After a number of conversations over the past few years with several other engineers who have moved beyond senior levels into staff and principal positions I've come away with a lot of insights, many of which have seen their way to Twitter or other conversations first, but now it's time to start collecting some of those stories into this new series: Beyond Senior.
What does it mean to go beyond the senior level in an engineering organization?
That's the question we're going to be looking at throughout this series.
The Peacock, the Hermit, and the Counsel
The more senior you become in your role the you need to self-market and sell people on your ideas. In order to drive consensus, inform decisions of executives, spread information, or otherwise raise awareness of work going on you'll find that communications and politics, especially around sales and marketing, are mandatory to be effective.
Some love it, some hate it, but it's perhaps a bit more complicated than that. Let's explore a few archetypes of this particular type of politicking at scale, and a few examples from my own career of how these roles have worked out.
The Peacock
You know the one. They proudly flaunt, loudly proclaim, demand attention, and overall make a significant amount of noise around anything they're currently doing. They write lavish announcement emails, threads on slack, tag every executive in a five mile radius, and make sure everyone is aware of exactly what they're up to at all times.
Certainly it's very pretty and well formatted, gives a lot of information, and definitely raises awareness but you'll find it very lacking. The information you get tends to be vapid and hollow, lacking in any real substance, and filled to the brim with hyperbole if not outright falsehoods to make them look far grander than they truly are.
When it comes down to it they tell an excellent story, but many will find it hard to trust the peacock as the information they share may or may not be an accurate retelling of events. You'll always be second guessing how much is flowery wordplay versus substantiated information.
Their primary drives are ego and attention, and there are most certainly cases where a peacock can gain the attention and admiration of an executive, catapulting them to upper levels. Problem is eventually hollow words and architecture collapse, masks drop, and the curtain falls.
I've run into several peacocks who got promoted quickly and were put into positions of power, only to fail visibly later once the spin and shine wore off. Near every single time their silver tongues would catch up to them, and people would find out that maybe they didn't get the straight story.

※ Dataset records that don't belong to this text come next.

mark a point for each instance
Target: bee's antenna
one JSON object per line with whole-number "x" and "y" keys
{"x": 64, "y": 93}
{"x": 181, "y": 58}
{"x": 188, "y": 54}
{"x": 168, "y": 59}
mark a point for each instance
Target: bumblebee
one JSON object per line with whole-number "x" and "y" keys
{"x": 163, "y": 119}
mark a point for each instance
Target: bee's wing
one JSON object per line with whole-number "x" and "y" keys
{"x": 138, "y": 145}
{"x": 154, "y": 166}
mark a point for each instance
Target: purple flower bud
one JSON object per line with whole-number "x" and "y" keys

Sometimes they'd get away with it for far longer, just to leave the company to start over again with someone who didn't know any better.
The Hermit
The hermit hates the peacock with a burning passion. They refuse to engage in all the politics, and adamantly refuse to play such petty games. They want nothing to do with it, and will defiantly hold to that stance.

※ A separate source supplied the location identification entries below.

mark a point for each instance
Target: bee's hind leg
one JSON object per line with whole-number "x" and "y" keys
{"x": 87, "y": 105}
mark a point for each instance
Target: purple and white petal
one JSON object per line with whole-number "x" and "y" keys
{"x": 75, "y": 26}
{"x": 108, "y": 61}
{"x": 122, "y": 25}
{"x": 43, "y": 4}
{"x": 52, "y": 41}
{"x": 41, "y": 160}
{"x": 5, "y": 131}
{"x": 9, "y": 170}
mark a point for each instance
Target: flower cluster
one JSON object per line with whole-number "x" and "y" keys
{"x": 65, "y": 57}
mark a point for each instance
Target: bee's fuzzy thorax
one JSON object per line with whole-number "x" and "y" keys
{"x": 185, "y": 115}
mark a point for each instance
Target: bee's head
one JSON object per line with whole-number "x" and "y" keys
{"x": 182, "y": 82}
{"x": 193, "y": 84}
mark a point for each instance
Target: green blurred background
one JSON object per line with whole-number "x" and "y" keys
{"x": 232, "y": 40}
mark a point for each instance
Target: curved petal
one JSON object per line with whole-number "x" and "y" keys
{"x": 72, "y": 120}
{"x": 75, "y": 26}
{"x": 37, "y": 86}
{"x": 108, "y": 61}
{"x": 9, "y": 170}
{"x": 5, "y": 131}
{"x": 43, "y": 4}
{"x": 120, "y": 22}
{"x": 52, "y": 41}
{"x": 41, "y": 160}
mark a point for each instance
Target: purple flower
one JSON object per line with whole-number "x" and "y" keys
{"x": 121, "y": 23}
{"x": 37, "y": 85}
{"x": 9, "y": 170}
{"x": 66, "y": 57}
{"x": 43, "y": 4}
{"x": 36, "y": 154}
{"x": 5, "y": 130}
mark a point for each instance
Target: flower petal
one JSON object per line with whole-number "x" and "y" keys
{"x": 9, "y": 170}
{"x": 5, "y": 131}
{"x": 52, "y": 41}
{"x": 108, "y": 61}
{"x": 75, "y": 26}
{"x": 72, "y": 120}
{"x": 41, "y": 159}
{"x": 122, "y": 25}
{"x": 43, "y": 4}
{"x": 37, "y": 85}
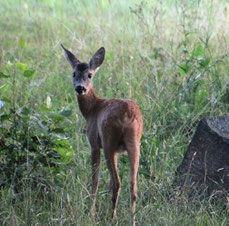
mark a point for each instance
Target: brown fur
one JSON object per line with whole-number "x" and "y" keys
{"x": 115, "y": 125}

Their work speaks for itself, let others discover the value in their own time, because it's obviously the superior product. If anyone doesn't happen to read their source or directly ask them that's their problem, their job is to deliver code, not to flaunt around.
They abhor the entire choreographed dance routine where you have to say the right words to the right people at the right time, and they want out.
People seek them out for wisdom, not the other way around, they're not here to preach or prance. They don't care, only the code matters.
I've seen many a hermit build a substantial amount of expertise, becoming indispensable to the company, and driving along large complicated technical projects. The problem is no one knew what in the world they were up to, and frequently they would have budgets and teams cut for it. Either that, or there would be significant misunderstandings, conflicting timelines, or otherwise general chaos as no one knew what the plan was.
The Counsel
Perhaps unsurprisingly neither of those types sound particularly well-grounded, and indeed both have substantial flaws which prevent them from being effective at any sort of a scale. Both are driven by ego and a sense of self-importance, and both critically miss the point of levels beyond senior.
Enter the counsel, option three. They act as an informational source, an intermediary, to summarize information between the executives in their scope (staff to directors, principal to heads / VPs), and to communicate broader goals down to those working on their localized teams.
They certainly do some amount of marketing and sales, but not for ego, for drawing attention judiciously to that which needs it and seeing those cases through. They're not around to show off, nor do they self-isolate. They exist to inform and bring clarity to their teams.
For them saying nothing is worse because than all that information is lost, and people may not be aware of larger efforts which may concern their teams, making it impossible to move larger projects along safely without collateral damage.
Balance
What it comes down to, in the end, is the ability to use marketing and sales to drive clarity in your teams and why you pursue it. Was it all for your own glory, or was it for the betterment of your teams? Many lie to themselves on this, and it'll cost them in the long run.
Engineering never was a solo effort, despite some folks best intentions to make it into one. To be effective at these levels you need to be able to let go of your ego and seek to serve others, to grow them, and to make them more effective over time.
Losing sight of that will make a very brittle engineer, and a high-level liability just waiting to cause damage to the company around them.
Wrapping Up
I get it. People either love or hate politics at work, but to frame it as such misses the point. They're necessary, like it or not, but how we approach it makes all the difference in the world. In order to be effective you need to seek clear communications for the sake of those communications, not for the sake of some ephemeral promotion or grand recognition.
Beyond senior the path to growth is through others and empowering them to be more effective, because one person cannot ever take on the entire world, no matter how hard they might try to tell you otherwise.